If a tree falls in the forest...
- Erica Prada
- Nov 24, 2024
- 3 min read
Updated: Nov 25, 2024
….and no one is around to hear it….does it make a sound?
What a curious, restricted, typical human-centric view of the world. Of course it makes a sound!
The sharp noise of the trunk splitting open under pressure, the rustle of the leaves on a crown that tries to reach for the sky to remain upright, one by one the branches crack until the roots give up, and with a heavy sigh the whole towering structure collapses to the ground, shaking other trees around it, flattening young saplings.
Of course the tree made a sound when it fell, if anything, the other trees heard it and shuddered.
The real question is…what makes us ignore it?
Could it be that we only listen to the sound of our own voices?
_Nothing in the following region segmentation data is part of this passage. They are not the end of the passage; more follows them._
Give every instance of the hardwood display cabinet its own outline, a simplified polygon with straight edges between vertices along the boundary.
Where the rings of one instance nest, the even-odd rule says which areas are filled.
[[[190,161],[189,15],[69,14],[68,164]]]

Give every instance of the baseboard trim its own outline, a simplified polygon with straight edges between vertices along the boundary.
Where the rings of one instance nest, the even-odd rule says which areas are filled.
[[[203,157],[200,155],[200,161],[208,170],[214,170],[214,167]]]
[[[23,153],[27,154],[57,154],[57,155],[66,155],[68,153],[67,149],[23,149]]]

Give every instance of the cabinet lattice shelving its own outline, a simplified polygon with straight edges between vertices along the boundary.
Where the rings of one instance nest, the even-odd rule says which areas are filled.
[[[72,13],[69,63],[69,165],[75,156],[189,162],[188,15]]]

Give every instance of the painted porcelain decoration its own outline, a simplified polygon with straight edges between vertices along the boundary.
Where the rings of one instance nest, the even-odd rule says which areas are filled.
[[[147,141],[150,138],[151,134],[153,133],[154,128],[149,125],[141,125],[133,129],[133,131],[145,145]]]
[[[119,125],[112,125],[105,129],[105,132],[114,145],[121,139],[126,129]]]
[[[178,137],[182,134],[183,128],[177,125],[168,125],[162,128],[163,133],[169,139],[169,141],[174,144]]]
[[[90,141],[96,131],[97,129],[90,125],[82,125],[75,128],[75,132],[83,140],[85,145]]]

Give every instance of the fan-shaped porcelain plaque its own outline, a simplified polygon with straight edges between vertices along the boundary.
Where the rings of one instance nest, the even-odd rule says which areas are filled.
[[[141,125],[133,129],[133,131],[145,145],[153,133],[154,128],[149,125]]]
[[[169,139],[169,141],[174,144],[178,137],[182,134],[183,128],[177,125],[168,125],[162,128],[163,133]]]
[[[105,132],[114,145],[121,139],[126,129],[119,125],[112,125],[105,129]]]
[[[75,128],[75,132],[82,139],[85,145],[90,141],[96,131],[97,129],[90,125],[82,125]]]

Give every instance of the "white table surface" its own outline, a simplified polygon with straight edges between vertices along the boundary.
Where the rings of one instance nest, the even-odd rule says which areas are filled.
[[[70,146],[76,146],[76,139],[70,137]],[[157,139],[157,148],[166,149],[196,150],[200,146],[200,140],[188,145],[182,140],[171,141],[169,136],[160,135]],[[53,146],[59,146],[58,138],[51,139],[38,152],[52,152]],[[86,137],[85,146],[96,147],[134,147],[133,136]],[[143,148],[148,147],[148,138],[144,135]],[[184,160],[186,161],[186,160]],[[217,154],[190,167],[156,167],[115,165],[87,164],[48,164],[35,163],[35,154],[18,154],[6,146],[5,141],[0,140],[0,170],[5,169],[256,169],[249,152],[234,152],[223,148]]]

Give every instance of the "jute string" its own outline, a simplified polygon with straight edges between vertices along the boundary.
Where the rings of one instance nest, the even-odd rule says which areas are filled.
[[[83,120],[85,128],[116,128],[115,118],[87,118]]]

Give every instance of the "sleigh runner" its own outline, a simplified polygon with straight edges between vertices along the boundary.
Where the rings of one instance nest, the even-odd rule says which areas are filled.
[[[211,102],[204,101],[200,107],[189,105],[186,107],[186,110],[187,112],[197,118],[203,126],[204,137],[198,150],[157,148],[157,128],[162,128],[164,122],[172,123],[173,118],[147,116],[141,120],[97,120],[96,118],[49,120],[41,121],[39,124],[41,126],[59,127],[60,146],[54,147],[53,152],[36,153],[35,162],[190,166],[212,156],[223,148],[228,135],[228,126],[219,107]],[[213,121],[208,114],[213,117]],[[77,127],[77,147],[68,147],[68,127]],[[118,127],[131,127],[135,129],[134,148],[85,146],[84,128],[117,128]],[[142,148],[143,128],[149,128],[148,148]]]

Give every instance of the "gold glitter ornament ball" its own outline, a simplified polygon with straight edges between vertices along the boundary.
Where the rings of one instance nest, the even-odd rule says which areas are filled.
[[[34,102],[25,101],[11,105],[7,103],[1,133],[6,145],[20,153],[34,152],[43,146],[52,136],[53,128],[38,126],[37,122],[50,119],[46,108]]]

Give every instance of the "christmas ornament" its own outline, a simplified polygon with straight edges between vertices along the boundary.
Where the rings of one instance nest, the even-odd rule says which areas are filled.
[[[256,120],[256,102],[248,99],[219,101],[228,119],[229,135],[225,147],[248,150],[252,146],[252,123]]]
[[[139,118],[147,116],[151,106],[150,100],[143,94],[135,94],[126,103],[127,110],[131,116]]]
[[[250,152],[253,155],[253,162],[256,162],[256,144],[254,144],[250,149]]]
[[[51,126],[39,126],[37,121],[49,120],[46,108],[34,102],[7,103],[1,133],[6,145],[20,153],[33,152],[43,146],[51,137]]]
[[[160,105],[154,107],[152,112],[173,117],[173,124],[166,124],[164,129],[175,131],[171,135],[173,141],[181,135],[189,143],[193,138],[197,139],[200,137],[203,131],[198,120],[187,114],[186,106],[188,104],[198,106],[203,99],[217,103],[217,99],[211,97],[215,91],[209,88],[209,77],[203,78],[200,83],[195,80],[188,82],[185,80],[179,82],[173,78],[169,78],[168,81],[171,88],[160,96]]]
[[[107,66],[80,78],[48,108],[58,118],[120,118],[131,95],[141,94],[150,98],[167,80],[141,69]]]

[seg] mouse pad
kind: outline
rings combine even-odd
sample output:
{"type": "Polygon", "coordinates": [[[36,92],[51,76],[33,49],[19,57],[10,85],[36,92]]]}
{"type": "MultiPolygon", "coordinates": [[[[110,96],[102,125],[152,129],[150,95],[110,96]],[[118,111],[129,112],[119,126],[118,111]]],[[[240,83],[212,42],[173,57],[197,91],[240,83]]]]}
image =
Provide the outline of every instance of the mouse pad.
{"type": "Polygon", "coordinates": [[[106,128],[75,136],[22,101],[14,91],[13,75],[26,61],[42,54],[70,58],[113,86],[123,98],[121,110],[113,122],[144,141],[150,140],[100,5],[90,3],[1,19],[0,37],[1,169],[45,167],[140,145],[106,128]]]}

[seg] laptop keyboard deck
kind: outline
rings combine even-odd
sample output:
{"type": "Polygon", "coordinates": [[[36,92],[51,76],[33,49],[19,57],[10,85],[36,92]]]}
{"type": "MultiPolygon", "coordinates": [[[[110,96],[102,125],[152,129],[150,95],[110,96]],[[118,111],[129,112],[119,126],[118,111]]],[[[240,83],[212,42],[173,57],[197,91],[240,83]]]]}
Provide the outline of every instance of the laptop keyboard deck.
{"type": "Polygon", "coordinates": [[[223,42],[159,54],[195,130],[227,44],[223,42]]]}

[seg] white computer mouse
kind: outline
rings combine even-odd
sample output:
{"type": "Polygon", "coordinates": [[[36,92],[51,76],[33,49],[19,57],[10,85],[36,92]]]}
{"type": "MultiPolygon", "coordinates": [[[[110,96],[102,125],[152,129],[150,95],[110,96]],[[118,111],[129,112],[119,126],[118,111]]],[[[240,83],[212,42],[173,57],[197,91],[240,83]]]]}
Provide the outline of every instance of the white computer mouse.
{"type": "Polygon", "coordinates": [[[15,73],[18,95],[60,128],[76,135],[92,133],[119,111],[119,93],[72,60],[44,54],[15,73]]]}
Could it be the droning of the same old narratives on endless repeat?
Could it be a metaphoric ear wax build up that dulls the sounds through progressive hearing loss, but that we decide to accept, because looking at the gunk (that trite list of excuses not to listen) smeared on the cotton bud is just too gross and upsetting?
The 19th of November has come and gone, did it make a sound? Did anybody hear it? Who listened?
19th November marks International Men’s Day ( https://ukmensday.org.uk/imduk-24/), a day where the focus is on men and boys, an opportunity to bring to light the struggle of what it means to be male, the pressure of having to fit a role culture and society bestowed upon them, the expectations of unfaltering strength under any circumstance that are heartless as they are unrealistic.
Procreate, Protect, Procure… this is all a man is required to do, simple and easy, why all the fuss?
I grew up as most little girls, slurping the narrative that girls smell of sugar and spice and everything nice, while boys urghhh…boys smell of slugs and snails and puppy dog tails.
At a young age we are spoon fed this sweet narrative but what appears to be icing sugar is more akin to rat poison.
Disgust over these ‘smelly’ boys in my childhood years becomes anger as a young feminist morphing into contempt over the years.
All the things men could do that I could not, only because I was a ‘silly little woman’.
How dare they control and limit my life with their decrepit patriarchal views and ludicrous self-declared superiority when I was often ‘better’ than they were?
Considering the man belittling I hear to this day I hardly feel I was rattling in this cage alone.
And yet, even while I was proclaiming these words out loud, I felt there was something wrong.
If all this was true, then why do many boys and men I encounter over the years not fit the story I was taught? Beautiful, funny, resourceful, respectful, creative, sensitive humans that fill my life with joy and love.
And by the same token, why do many girls and women do not even come close to the idea of the caring, supportive, nurturing and kind idealistic view sold by the same archaic patriarchal fable?
Coud it just be that we have all been lied to? Could it be that we should look beyond the shape and appendages of our bodies and only see the human within?
Girls and women, we have a choice to make. I made mine years ago, join me.
Stop the finger pointing, the abrasive empty rhetoric, the endless talk of ‘toxic masculinity’ as if it were ingrained in boys and men’s DNA.
We all share the same dreams, fears, joy and sadness, a need to be seen for who we are, a wish to be held when scared, a desire to be told ‘it will be ok’ when life overwhelms us, a want for the warmth of another human wiping our tears.
So stop facing men in anger, and move to the side of a boy or man in you life, hold their hand, look into their eyes and fight together for the right to be who we want to be as humans.
Listen to the talk of the trees, watch them sway in the same storms we go through our own lives, do not ignore the sound of splitting trunks, build supports to keep the canopies alive and healthy and watch how the forest comes to life.